Search code examples
pythonpython-3.xdecodingutf8-decodebytestream

Problems with decoding bytes into string or ASCII in python 3


I'm having a problem decoding received bytes with python 3. I'm controlling an arduino via a serial connection and read it with the following code:

import serial
arduino = serial.Serial('/dev/ttyACM0', baudrate=9600, timeout=20)
print(arduino.isOpen())
myData = arduino.readline()
print(myData)

The outcome I get looks like b'\xe1\x02\xc1\x032\x82\x83\x10\x83\xb2\x80\xb0\x92\x0b\xa0' or b'\xe1\x02"\xe1\x00\x83\x92\x810\x82\xb2\x82\x91\xb2\n' and tried to decode it the usual way via myData.decode('utf-8') and I get the error UnicodeDecodeError: 'utf-8' codec can't decode byte 0xb2 in position 1: invalid start byte. I tried other decodings (ASCII, cp437, hex, utf-16), but always face the same error.

Do you have any suggestions, how I can decode the received bytes or which decoding the arduino requires? I already tried to decode it piece by piece using a for loop, but I always face the same error message.

And is there a general way to avoid decoding problems or to find out, which decoding I have to use?

Thanks in advance.


Solution

  • As @jsbueno said in the comments this is not a decoding problem, it is probably because the byte data being received is actually binary data. I had a very similar problem when reading binary data (bytes) from a file.

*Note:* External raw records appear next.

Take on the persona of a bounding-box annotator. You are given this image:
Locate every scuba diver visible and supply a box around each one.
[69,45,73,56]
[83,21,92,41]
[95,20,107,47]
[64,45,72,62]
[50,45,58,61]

    There are 2 options to use here, the first one being the struct module:

    import struct
    a = open("somedata.img", "rb")
    b = a.read(2)  
    file_size, = struct.unpack("i",a.read(4))
    

    writing the code this way produces a tuple, so to get an integer, just use struct.unpack('i', a.read(4))[0]

    Another way which I used if you want to store the data in a numpy array is:

    import numpy as np
    
    f = open("somefile.img", "r")
    a = np.fromfile(f, dtype=np.uint32)